Plastic Man #1,
(variant cover artwork by Amanda Conner and Dave Johnson)
I’ve had a tremendous soft spot for Jack Cole’s Plas going right back to childhood, when I was knee-high to a Bat-Mite. A small, very dingey old store near the supermarket my parents used to go to had piles of old American comics on some spinners for some reason (it wasn’t a comic shop, they barely existed then, this was just a dusty store that sold all sorts and the owner, for some reason, regularly got bundles of old comics cheap and flogged them off). And in the time-honoured tradition I would be allowed to pick out a couple of comics from this store as a way of keeping a youngster amused and quiet while the adults got on with the grocery run. I remember the store always had a lot of old Plastic Man issues, and they soon became my favourite, and it’s not hard to see why a kid would enjoy them so much – adventure, superheroes but all with wise-cracking humour. I loved Plas. I loved all my superheroes as a kid, but Plas was the one I wanted a a pal, if he had been real.
So browsing the racks this week for the new releases for my lunchtime reading, of course I was going to have to pick up the first issue of a new take on Plastic Man, although I was also worried a bit, as many old fans of Plas would be, I think – I mean you want to see new stories with your beloved character, but what if they don’t get him right? Fortunately the writing is in the hands of one of our best mainstream comics scribes, Gail Simone, with art by Adriana Melo, who manages the difficult juggling task of being able to depict scenes of criminal brutality (a vicious baseball beating in a back alley by some hoods) with the lighter, more cartoony touch required for Plas himself in action. I knew she had it just right when only a handful of pages into this first issue she has a large splash page of an exuberant Plas stretching up above the surrounding buildings with a delighted smile on his face as he strides forward. It’s a moment of pure comics joy.

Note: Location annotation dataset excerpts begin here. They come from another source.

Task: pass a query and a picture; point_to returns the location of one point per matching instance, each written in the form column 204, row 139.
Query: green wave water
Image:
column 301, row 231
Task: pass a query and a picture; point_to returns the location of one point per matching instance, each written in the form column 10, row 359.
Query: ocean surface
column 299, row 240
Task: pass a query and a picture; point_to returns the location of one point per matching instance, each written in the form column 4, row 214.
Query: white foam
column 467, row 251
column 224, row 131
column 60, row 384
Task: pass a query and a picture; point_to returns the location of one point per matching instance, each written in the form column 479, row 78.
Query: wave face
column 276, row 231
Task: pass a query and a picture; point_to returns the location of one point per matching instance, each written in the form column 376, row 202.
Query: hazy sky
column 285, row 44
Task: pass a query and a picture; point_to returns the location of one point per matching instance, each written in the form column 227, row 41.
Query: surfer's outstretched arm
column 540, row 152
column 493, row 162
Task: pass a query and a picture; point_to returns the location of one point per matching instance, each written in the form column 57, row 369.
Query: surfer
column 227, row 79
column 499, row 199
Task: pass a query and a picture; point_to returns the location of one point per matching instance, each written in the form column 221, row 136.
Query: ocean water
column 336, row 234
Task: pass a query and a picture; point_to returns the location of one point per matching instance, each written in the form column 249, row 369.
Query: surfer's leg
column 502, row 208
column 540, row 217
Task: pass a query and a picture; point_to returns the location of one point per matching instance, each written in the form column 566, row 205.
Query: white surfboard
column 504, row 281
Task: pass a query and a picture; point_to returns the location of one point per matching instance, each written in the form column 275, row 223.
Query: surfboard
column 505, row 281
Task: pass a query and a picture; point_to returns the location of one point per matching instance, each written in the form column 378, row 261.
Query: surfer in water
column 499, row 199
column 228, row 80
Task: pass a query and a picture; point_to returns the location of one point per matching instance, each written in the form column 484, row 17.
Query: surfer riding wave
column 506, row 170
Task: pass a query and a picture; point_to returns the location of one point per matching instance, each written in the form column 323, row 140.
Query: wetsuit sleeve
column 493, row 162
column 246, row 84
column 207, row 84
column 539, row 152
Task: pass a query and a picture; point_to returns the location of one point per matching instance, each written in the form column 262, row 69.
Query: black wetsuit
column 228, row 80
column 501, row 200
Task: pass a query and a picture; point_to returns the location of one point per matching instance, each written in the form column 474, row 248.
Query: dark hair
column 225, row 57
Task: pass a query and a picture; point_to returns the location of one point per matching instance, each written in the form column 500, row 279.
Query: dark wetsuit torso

Small-time criminal and safecracker (much like the earlier Plas before he became a hero), Eel O’Brian is being held down on his knees by hoodlums, while their leader tries to placate his moll, who is furious at being made to wait for their meal out, while he “takes care of a little business”. With a baseball bat. Making this worse, these aren’t some sworn enemies of poor Eel, they are his former friends and gang members who, after a heist went wrong (with him being wounded and accidentally doused with a chemical in the factory they were robbing), abandoned him for dead. You’d think they would be delighted to see him back from the dead, but no, not unless beating someone to a pulp with a baseball bat is a strange version of welcoming someone.
This is nicely handled by Simone and Melo: they hit several of the classic riffs of the original Plastic Man’s story and origins, but in a very brief and economic but efficient manner. Readers relatively new to the character can thus pick up what they need to know about his background very quickly and are able to dive right into the unfolding story (Plas wondering which of his former gang is the one who fired the bullet that killed a guard on their botched robbery), while old hands like me are also left quite satisfied that writer and artist are paying respect to Jack Cole’s creation (there’s even a nice touch in naming the burg he is in “Cole City”, and the filthy alley, and the title name in a puddle on the pavement all hints at the great Eisner’s The Spirit as well as original Golden Age Plas).
Reintroducing an older character can be problematic, and often is is mishandled either by the creators or the publisher (seeing it as just another property they can use), but here that is not an issue, in fact it is quite clear to this old Plastic Man fan that Simone, Melo and indeed DC are trying to do right by the character, treating him with dignity and respect (and by extension treating his fans in the same way). I think trying to mix in comedic beats is often far harder than writing dramatic or tragic ones – comedy often gets overlooked as “easy” compared to drama, but in my opinion it is often far, far harder to do and do well. And to mix drama and adventure with comedy is an even finer balancing act, but one carried off here so well by Simone’s script and Melo’s artwork (the two clearly work very well together on this character). This was a total, smile-inducing pleasure to read.